UPDATE: I have done some research and this appears to be a "favosite" fossil. Favosite is an older cousin to the Petoskey Stone found only in Northern Michigan. It is a long extinct coral composed of polygonal to slightly rounded shaped tiny marine animals. When our area was closer to the equator, they grew in the shallow tropical waters some 400-385 million years ago. (The Lower Devonian geologic period, for you geology buffs.) The closely adjoined colonies give the formation a honeycomb-like appearance and are somewhat rare. Might also be called a Charlevoix Stone. So I decided it needed to be the focus of a new necklace.
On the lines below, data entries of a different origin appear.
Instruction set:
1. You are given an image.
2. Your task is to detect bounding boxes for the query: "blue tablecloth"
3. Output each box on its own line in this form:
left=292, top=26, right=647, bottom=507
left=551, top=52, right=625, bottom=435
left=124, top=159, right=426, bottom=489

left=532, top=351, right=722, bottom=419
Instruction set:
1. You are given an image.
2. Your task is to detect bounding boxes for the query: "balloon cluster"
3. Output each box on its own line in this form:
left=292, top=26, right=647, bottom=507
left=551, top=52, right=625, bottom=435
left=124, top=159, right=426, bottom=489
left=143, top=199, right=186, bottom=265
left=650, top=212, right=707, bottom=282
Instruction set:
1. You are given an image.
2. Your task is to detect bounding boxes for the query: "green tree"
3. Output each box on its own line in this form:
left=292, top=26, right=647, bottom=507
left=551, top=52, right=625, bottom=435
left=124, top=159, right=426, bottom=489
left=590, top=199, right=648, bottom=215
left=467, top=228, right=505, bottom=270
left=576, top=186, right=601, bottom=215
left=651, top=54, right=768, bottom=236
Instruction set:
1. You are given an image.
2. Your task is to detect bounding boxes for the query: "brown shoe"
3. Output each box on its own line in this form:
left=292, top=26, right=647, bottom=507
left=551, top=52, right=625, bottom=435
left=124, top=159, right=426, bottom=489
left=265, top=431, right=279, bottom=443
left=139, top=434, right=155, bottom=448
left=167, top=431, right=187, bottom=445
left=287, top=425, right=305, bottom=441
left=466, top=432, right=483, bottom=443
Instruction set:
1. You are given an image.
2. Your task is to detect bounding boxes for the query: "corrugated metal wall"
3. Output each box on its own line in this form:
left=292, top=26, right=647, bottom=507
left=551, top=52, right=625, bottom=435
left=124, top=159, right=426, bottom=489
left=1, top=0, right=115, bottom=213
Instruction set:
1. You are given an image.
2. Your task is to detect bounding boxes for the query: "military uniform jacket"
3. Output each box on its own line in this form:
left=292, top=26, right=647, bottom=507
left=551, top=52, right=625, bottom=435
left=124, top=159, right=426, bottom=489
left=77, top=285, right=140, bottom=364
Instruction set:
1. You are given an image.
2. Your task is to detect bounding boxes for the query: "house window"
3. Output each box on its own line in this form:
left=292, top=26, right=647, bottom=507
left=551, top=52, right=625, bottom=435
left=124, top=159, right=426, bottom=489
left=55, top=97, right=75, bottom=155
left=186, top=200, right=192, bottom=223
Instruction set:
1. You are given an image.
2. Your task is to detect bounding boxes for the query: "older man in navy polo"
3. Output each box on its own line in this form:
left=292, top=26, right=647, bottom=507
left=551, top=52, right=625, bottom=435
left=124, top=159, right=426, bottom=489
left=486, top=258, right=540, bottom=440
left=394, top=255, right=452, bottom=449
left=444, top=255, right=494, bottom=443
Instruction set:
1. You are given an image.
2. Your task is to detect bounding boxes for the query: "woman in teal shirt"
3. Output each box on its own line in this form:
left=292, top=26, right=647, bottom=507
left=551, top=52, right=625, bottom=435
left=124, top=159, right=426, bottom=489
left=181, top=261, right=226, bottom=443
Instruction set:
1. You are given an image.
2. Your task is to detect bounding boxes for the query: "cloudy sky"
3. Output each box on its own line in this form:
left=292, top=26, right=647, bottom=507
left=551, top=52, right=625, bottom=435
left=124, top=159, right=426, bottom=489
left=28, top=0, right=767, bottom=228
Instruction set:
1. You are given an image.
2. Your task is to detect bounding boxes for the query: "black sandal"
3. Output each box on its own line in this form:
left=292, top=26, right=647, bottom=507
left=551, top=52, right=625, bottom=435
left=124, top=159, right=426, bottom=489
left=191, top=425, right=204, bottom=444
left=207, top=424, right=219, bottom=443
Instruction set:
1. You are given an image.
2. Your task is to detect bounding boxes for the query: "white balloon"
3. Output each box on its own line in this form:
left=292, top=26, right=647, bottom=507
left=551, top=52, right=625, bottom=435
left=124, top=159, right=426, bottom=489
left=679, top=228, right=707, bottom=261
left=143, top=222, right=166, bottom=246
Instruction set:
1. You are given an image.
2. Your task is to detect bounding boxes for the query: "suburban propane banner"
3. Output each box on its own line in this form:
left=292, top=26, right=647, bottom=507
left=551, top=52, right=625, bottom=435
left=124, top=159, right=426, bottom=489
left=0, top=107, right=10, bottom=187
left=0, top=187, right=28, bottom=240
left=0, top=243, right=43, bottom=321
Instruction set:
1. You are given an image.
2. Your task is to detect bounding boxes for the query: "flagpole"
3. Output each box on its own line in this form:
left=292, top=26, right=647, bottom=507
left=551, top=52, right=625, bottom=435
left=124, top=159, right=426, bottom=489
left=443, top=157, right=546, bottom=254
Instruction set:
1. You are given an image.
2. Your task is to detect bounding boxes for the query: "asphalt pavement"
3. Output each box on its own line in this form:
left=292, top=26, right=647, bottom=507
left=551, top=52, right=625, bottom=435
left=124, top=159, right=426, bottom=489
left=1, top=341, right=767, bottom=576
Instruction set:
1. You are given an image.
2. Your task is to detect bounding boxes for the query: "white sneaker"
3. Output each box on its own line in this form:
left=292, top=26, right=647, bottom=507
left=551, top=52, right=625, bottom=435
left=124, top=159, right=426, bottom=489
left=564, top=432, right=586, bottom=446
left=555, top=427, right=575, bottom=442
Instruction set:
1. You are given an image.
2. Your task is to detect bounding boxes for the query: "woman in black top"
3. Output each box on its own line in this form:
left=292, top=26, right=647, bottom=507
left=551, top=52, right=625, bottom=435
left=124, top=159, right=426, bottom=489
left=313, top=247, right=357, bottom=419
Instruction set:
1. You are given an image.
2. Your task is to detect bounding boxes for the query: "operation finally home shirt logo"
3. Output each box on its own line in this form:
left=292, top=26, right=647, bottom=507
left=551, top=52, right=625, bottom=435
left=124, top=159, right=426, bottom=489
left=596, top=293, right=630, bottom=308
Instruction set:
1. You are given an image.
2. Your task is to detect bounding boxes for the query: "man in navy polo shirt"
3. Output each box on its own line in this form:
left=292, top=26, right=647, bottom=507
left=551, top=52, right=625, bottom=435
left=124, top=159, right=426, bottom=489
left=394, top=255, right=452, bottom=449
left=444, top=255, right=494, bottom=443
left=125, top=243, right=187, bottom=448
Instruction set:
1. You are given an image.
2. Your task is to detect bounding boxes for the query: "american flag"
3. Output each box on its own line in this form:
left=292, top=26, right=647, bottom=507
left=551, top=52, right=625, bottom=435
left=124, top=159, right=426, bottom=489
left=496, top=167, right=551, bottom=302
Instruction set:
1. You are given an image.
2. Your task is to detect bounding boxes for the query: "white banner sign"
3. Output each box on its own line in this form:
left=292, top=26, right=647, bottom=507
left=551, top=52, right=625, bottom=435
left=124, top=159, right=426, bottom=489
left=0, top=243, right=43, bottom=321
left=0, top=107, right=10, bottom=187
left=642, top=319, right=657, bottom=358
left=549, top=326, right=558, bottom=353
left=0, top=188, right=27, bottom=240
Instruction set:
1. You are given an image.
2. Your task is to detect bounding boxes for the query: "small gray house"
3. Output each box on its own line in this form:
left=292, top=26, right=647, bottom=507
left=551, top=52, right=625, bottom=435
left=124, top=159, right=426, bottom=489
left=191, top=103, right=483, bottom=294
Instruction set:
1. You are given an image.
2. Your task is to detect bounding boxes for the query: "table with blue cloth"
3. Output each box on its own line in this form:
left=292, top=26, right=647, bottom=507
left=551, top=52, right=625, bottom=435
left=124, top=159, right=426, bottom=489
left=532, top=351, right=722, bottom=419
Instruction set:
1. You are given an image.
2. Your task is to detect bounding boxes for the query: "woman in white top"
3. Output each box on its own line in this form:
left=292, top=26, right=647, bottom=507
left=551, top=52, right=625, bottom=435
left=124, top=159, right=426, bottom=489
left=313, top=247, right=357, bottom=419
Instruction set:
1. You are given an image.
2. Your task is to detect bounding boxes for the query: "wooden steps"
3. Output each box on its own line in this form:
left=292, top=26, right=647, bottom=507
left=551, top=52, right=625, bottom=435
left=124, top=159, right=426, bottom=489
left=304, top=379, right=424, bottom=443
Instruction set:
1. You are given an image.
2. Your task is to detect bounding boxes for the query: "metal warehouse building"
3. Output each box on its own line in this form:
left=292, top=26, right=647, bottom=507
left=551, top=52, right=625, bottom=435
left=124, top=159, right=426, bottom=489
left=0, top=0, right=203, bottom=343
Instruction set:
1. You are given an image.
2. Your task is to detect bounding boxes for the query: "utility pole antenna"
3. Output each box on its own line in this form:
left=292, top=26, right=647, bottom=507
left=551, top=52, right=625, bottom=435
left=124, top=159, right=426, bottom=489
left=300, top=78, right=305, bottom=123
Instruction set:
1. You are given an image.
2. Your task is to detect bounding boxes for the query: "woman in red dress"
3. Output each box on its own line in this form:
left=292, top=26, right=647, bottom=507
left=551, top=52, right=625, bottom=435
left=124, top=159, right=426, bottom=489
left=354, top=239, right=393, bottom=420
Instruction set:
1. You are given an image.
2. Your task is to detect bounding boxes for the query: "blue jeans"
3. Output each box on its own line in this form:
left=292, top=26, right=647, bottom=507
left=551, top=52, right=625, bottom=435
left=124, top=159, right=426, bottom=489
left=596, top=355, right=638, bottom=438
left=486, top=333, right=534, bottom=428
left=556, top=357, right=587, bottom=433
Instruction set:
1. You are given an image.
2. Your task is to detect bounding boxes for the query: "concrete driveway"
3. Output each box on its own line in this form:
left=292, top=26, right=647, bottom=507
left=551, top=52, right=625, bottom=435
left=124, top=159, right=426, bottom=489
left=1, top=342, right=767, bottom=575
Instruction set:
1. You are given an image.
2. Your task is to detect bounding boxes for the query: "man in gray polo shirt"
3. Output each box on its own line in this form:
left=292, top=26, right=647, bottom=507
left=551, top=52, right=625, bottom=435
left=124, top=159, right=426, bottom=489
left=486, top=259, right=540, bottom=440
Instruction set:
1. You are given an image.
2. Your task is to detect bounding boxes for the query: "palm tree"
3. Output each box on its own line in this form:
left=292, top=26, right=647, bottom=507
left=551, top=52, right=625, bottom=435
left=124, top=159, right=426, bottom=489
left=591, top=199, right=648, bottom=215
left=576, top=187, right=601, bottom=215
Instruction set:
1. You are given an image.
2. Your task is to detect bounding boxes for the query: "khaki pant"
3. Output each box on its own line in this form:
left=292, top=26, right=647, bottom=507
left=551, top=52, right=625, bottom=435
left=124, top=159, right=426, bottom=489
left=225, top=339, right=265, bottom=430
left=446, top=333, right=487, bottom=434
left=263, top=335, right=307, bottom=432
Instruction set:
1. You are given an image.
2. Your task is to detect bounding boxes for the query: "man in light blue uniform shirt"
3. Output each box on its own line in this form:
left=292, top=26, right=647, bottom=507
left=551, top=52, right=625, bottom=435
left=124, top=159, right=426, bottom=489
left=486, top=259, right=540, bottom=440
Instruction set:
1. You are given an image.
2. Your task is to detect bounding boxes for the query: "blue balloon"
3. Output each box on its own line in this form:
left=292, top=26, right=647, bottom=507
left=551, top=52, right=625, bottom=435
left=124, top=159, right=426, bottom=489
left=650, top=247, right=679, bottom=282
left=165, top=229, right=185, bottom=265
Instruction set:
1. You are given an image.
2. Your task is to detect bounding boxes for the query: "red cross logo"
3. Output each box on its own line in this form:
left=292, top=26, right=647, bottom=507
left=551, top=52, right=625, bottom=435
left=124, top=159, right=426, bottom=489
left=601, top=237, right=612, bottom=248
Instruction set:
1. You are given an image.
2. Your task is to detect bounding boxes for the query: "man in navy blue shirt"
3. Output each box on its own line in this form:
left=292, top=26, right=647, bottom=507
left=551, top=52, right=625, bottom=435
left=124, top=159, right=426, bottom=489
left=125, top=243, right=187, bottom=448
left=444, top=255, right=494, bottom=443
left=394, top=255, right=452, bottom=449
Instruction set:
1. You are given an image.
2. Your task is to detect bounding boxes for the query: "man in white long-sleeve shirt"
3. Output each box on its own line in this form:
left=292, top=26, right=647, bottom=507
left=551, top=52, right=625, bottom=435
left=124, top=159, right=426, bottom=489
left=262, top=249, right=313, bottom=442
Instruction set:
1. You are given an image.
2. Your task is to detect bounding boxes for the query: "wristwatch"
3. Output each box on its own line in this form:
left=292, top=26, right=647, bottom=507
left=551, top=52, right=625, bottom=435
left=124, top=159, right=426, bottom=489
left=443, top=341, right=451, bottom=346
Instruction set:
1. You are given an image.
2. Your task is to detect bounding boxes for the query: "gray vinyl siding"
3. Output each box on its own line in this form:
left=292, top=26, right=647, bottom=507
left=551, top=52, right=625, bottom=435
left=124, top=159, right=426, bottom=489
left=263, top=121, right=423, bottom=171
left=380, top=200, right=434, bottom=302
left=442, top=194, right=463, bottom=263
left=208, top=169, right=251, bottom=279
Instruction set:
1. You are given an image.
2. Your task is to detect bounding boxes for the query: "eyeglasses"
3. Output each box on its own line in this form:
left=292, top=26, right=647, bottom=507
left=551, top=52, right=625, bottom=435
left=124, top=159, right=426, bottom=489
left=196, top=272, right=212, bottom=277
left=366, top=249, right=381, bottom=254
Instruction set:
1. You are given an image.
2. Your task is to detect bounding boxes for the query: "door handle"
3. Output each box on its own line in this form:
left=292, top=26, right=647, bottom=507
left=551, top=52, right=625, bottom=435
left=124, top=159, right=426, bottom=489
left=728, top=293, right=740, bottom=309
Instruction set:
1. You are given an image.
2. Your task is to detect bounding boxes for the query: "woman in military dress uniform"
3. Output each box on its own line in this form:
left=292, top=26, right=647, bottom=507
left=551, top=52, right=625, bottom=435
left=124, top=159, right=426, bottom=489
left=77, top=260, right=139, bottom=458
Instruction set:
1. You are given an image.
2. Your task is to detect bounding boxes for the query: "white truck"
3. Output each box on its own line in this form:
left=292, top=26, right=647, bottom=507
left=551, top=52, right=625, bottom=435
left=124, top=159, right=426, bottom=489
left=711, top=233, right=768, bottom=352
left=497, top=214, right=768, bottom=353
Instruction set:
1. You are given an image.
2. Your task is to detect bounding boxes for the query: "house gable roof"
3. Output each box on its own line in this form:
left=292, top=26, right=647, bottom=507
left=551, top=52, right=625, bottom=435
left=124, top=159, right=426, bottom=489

My studio is kind of dark, so I have difficulty photographing my process, but I thought I'd try to show you a few steps along the way as I made this piece today.
First I built a bezel using sterling bezel wire and sterling sheet. The stone fits!
I made a jump ring out of heavy gauge wire and soldered it closed. Constructed a bail out of more of the same wire.
I soldered the bail to the top of the bezel. (Sorry so blurry....too absorbed in my work to dig out the tripod!)
Filed, sanded, buffed to a satin finish. Almost ready for the stone!
Once the stone is in place, I used a burnisher to push the bezel against the stone for a firm grip.
I cut a length of sturdy oxidized silver chain and added my handmade hook clasp and ring.